Hulya melempar bongkahan kayu ke dalam perapian di ruang tengah. Suara berkeletek terdengar saat lidah api menjilati dan melahapnya. Di luar sana salju turun dengan lebat. Sebagaimana biasa, Erzurum disambangi salju dengan intensitas lebih tinggi dibandingkan kota-kota lain di Turki.

Melalui jendela yang tirainya ia biarkan terbuka, Hulya memandang hamparan putih di halaman hingga ladang gandum di seberang jalan. Remang cahaya lampu membuatnya tampak berkilauan. Ia jadi teringat salju hitam pekat dalam mimpinya.

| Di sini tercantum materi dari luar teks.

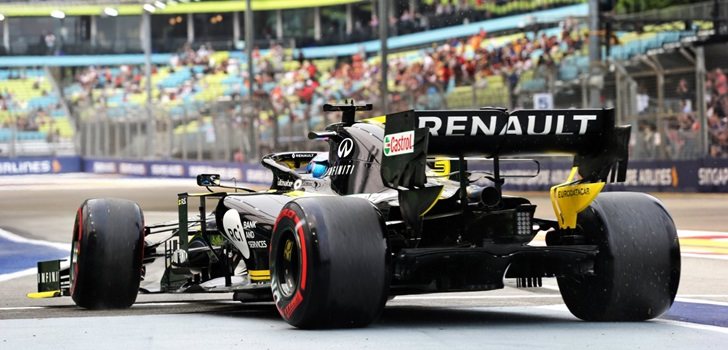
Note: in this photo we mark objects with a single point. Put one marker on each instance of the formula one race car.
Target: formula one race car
(393, 209)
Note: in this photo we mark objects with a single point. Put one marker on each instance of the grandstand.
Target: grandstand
(463, 54)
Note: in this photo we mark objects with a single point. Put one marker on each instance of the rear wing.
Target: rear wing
(599, 147)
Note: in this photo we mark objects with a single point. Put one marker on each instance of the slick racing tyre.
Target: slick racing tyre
(106, 255)
(637, 269)
(328, 263)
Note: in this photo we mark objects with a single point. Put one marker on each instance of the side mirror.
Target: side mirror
(208, 180)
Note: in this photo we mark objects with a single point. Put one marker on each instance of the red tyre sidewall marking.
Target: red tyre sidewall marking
(288, 309)
(77, 247)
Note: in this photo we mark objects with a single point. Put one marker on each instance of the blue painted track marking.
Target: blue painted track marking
(18, 255)
(701, 313)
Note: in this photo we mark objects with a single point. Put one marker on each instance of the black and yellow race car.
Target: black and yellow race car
(393, 208)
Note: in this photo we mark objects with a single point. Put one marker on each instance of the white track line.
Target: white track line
(698, 326)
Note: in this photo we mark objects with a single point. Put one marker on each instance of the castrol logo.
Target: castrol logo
(399, 143)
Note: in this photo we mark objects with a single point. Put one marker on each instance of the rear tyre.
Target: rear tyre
(637, 269)
(328, 263)
(106, 256)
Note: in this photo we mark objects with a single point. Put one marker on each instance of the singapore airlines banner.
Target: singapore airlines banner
(708, 175)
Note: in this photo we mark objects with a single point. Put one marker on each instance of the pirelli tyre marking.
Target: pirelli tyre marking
(287, 309)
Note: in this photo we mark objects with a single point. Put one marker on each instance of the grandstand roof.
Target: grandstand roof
(129, 7)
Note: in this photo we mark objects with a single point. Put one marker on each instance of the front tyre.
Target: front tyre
(328, 263)
(637, 269)
(106, 256)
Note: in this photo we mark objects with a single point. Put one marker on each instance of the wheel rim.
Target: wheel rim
(289, 263)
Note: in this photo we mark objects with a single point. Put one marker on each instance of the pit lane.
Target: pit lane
(42, 208)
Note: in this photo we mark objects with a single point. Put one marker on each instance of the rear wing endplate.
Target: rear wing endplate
(599, 147)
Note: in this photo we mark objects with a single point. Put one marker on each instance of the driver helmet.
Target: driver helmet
(318, 165)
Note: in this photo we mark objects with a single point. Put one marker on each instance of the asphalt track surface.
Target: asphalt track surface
(41, 208)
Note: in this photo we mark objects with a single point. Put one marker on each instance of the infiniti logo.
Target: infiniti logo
(345, 148)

Mimpi yang ia alami biasanya merupakan refleksi emosi. Terkadang merupakan keinginan-keinginan yang tersimpan dan tidak bisa dilakukannya dalam kenyataan. Tatkala ditelikung kesedihan, ia sering bermimpi menangis sejadi-jadinya hingga terbangun dengan dada sesak. Atau, ketika marah pada seseorang ia bermimpi berteriak-teriak sampai melempar benda-benda di sekelilingnya.

Salju hitam dalam mimpinya itu pasti karena sebelum tidur ia membaca berita yang dilansir media Rusia tentang salju hitam yang menyelimuti Siberia, sebuah femomena yang terjadi akibat kebocoran selubung penahan debu tambang batu bara di Cekungan Kuzbass. Dan, alam sadarnya menyimpan kecemasan terhadap kejadian itu.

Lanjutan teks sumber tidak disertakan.